I'm NC with my older sister, C, and keep my younger sister and SIL at arms length. I will do this, I suspect, for the rest of my life. I don't trust them, not one bit.
C behaved appallingly over our Mother's death last year, focusing all her anger directly onto me (I was Mum's carer) and accusing me of everything from mental instability, lying, theft, abuse and god knows what else. I had to involve a solicitor, eventually, to get her to stop the onslaught of abuse. The only truly fortunate thing is that C lives overseas and can therefore be completely out of my life without any problems. I don't expect she'll ever attempt to contact me, but if she does, she'll get told to fuck right off.
The others....my younger sister and sister in law - well, they just wanted an easy life and so turned their heads away so they wouldn't have to take "sides". I was left exposed to the hostility and hatred, with only my husband and friends giving me any support.
I don't trust them. They said one thing to my face, how sorry they were that C was being so awful to me, then went right back to C and had a jolly lovely "family time all together". Excluding me.

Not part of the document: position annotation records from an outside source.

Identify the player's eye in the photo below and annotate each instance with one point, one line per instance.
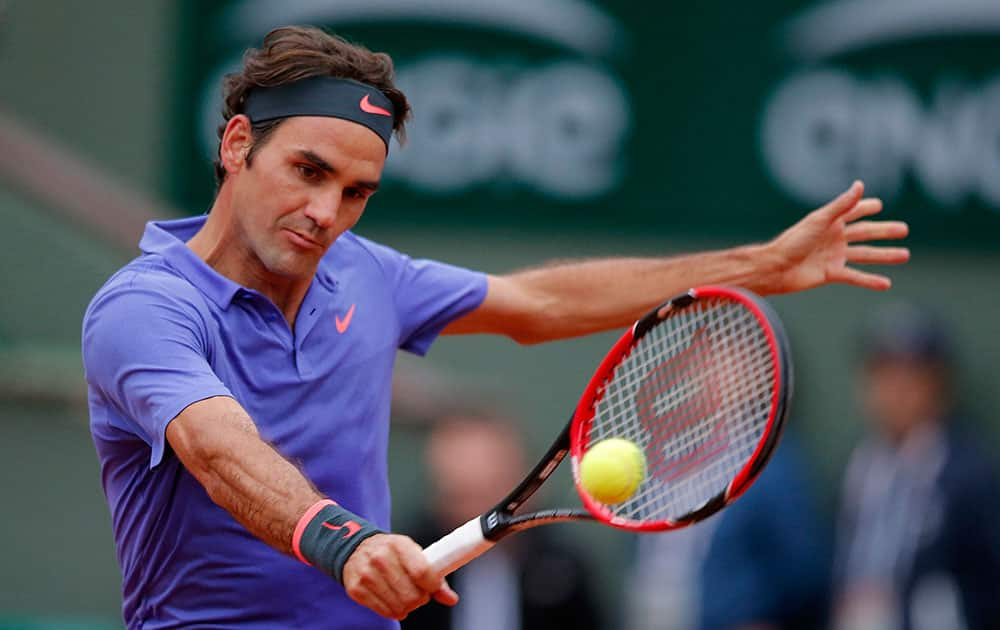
(307, 172)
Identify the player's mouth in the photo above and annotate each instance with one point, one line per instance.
(303, 242)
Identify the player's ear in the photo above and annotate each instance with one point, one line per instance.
(236, 142)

So I've moved on. I focus on my lovely husband, who supported me without making it worse. I concentrate on my amazing, patient and loving friends, who came to the funeral with me and surrounded me with love, strength and a wall of arms wrapped around me, keeping C as far away from me as possible. I suspect even a tank couldn't have got through them.
I survived the suicidal moments. I close my heart to those who hurt me, who tried to damage and destroy me, and I choose to live and love those who showed me, just when I really needed it, how much love they had for me.
They're my TRUE family. The others....that's just genetics.